Australasian Mathematical Psychology Conference 2019

Response times and the exploration-exploitation trade-off

Deborah Lin
Melbourne School of Psychological Sciences, University of Melbourne
Daniel R. Little
Melbourne School of Psychological Sciences, University of Melbourne
Philip L. Smith
Melbourne School of Psychological Sciences, University of Melbourne

Often, decisions do not entail explicitly stated rewards and outcomes for each option but instead require learning about the decision environment from experience. Additionally, the decision environment can be stable or changing. These decisions can be formalised as a multi-armed bandit problem. In these bandit problems, humans have to navigate a trade-off between exploration (i.e., trying out different options) and exploitation (i.e., sticking with a familiar option) while continually tracking the decision environment in order to maximise reward over the entire period.

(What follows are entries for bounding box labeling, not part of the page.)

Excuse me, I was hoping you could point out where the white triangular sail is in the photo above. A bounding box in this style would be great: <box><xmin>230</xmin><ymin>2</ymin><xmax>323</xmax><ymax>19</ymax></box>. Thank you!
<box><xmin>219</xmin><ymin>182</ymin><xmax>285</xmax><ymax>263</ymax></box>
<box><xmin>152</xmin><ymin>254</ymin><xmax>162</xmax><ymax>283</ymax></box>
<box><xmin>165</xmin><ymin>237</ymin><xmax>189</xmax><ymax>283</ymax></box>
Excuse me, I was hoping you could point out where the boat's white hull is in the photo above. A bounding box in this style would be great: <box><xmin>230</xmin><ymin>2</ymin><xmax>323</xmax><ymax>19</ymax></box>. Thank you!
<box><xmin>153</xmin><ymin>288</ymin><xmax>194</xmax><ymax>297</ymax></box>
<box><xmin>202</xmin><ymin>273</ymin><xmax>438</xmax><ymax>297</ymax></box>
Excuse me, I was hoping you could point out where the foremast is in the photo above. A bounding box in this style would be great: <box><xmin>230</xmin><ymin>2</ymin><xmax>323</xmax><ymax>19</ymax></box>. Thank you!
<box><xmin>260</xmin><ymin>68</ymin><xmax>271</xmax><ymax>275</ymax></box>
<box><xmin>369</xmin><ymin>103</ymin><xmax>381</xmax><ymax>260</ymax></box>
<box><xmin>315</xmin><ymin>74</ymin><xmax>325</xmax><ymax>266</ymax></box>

Numerous cognitive models utilising partial to full information, and different underlying mechanisms, such as heuristics, Bayesian updating, and sequential sampling, have been developed to account for choice behaviour in these problems. At present, choice response times (RTs) have largely not been analysed or fit in the exploration-exploitation literature. This project aims to better constrain and discriminate between these models by using choices as well as RTs, and determine how effort, uncertainty, and reward influence explorative and exploitative behaviour. An experimental paradigm comprising a perceptual task instead of an economic decision task is used to ensure reliable RTs, and allow for fine-grained control over experimental parameters and participant goals. We present model simulations and demonstrate that this paradigm is a promising avenue for investigating the exploration-exploitation trade-off.